ANZ CEO Mike Smith calls for bold federal economic reforms

Lyndal McFarland | Dow Jones Newswires | October 19, 2010

The Gillard government must consider bold economic reform and avoid over-regulation to ensure growth rates are maintained, ANZ’s CEO says.

“Despite Asia’s economic growth engine, we need to remember that for the last two years we have been riding the wave of billions of dollars of stimulus spending,” ANZ chief executive Mike Smith told a business lunch in Melbourne.

“To be blunt, without a renewed commitment to bold economic reform and productivity improvements, Australia’s current growth rates will simply not be sustained.”

The Australian economy avoided recession during the latest global economic downturn and, unlike so many other advanced economies, is enjoying low unemployment and solid growth rates thanks in part to its links to Asia and strong demand from the region for its commodities, including iron ore and coal.

While there’s reason to think the worst of the financial crisis is over, Mr Smith noted that international conditions remain fragile and urged governments globally to avoid protectionist policy.

“Right now we are in a financially and politically unbalanced world and the outlook is quite uncertain.
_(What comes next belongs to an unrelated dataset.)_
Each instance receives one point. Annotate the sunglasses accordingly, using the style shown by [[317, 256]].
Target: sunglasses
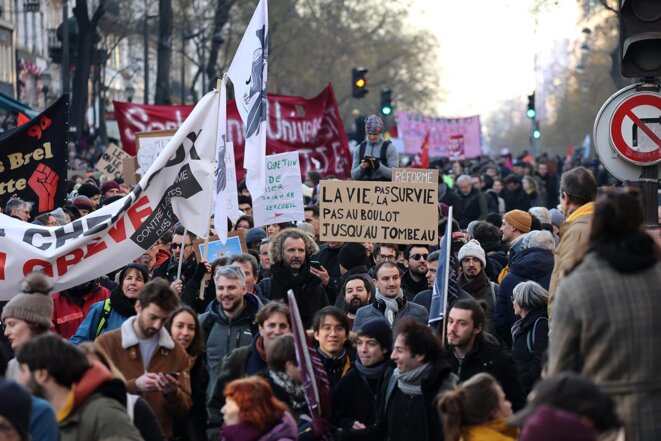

The US and European economies are continuing to demonstrate just how fragile they are, while Asia continues to grow,” he said.

Recent talk of what some have described as “currency wars” reflects the need for both the emerging and advanced economies to recalibrate policies, Mr Smith said.

“Re-balancing global growth requires the US to keep up its newfound interest in saving more and China needs to keep creating reasons for its consumers to spend more — although not for the moment on property.”

“At the same time, the growing tide of protectionist rhetoric — particularly in the US where even the traditionally free-market Republicans are getting in touch with their inner populist–risks drawing governments into impulsive, uncoordinated and ultimately counter-productive responses,” he said.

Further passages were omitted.